Coordination and surveillance mechanisms are playing an increasingly important role in EU economic governance. It is widely recognised that the involvement of national parliaments plays a key role in ensuring legitimacy, ownership and accountability within the Economic and Monetary Union. Despite the creation and strengthening of the European Semester, acceptance of common rules among Member States remains too low, as does compliance with them.

This study, written by Valentin Kreilinger, a researcher at the Jacques Delors Institute – Berlin, our office in Germany, examines the extent to which the role of national parliaments and the ownership of European rules by Member States can help explain the lack of compliance with these rules and how recent reforms have helped to improve the situation. The national parliaments of the countries affected by the crisis have played a lesser role in the annual budgetary procedure than the national parliaments of other EU Member States. As part of the European Semester, most national parliaments examine the convergence and stability programmes and the national reform programmes that their governments submit to the European Commission at the end of April each year. Hearings of European Commissioners are also more frequent. However, parliamentary scrutiny could be further improved overall. The adaptation of national parliamentarians to stricter surveillance and coordination mechanisms in the Economic and Monetary Union has so far been asymmetrical.

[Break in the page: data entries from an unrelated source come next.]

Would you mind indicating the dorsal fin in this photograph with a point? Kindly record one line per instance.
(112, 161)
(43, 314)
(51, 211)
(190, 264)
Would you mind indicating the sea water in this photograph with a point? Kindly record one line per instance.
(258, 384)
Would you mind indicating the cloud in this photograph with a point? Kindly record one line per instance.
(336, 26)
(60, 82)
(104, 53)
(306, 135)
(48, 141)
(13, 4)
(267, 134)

Public opinion in countries with a low rate of implementation of the Country Specific Recommendations and whose national parliaments have not been granted new prerogatives under the European Semester is particularly favourable to strengthening economic policy coordination. Contributing to the debate on strengthening and completing Economic and Monetary Union, this study highlights five options for better parliamentary scrutiny at national and European level.